Le terme « Liberté » revêt une grande diversité de sens. Il sera étudié dans le contexte et l’époque où il est employé. On comprendra par l’expression « “Libertéˮ et Missions protestantes » l’idée que la Mission, produit à la fois de l’inculturation et du repli identitaire, influence, protège, mais aussi tait la Liberté, voire la brime. Il s’agit donc d’examiner la Mission qui peut être autant protectrice et constructrice de liberté que liberticide.
Ce sont précisément les contextes endogènes et exogènes qui (re)définissent les rapports entre le concept de « Liberté » et la Mission.
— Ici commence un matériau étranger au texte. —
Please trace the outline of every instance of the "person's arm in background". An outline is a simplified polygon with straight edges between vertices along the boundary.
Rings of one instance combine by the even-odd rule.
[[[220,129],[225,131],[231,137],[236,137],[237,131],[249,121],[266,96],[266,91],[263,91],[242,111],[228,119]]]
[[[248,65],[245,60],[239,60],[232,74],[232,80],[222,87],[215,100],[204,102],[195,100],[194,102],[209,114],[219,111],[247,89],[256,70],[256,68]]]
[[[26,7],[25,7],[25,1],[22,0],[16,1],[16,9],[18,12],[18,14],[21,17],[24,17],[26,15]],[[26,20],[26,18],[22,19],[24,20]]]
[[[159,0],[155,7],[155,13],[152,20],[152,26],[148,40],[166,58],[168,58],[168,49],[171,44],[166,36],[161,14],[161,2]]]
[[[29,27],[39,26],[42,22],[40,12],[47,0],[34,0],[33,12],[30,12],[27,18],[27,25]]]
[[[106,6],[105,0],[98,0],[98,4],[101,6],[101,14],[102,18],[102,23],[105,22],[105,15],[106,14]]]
Les missionnaires et leurs ouailles œuvrent et évoluent dans le champ colonial français et britannique ou dans l’empire informel, ce qui interroge l’approche géopolitique de la liberté au sein du projet missionnaire dans un contexte colonial et post-colonial. On s’interrogera donc sur les opportunités et les limites que provoque le champ colonial sur la liberté d’action et de pensée des acteurs de la mission. On pourra aussi se pencher sur la « liberté » d’action des missionnaires et autres évangélistes dans le domaine politique. Doivent-ils, ou non, intervenir dans les affaires publiques des peuples qu’ils évangélisent ou se contenter de la sphère religieuse privée ? Entre la mission et l’Empire, il conviendra d’en apprécier la « collaboration systématique » à travers la notion de liberté dans la pensée protestante. La réalité du champ missionnaire révèle d’autres collaborations mais aussi de nombreuses résistances, comme en témoigne David Livingstone. Pourfendeur de la traite des esclaves, il n’en a pas moins une attitude impérialiste puisqu’il prône la stratégie des « 3 C » : Christianity, Commerce and Civilisation. Si la conversion au christianisme est, aux yeux des missionnaires, libératrice et libératoire pour les indigènes, que penser de la destruction et privation de leur culture au nom de la foi et du progrès ?
« Rendre la liberté » aux autochtones de la mission est aussi l’essence même de l’institution missionnaire. Certains ont pu penser que la « civilisation chrétienne » avait pour mission de libérer les peuples de l’obscurantisme (fin de la magie noire, du cannibalisme, des crimes rituels, etc.), comme l’illustrent les activités de la missionnaire écossaise Mary Slessor au Calabar.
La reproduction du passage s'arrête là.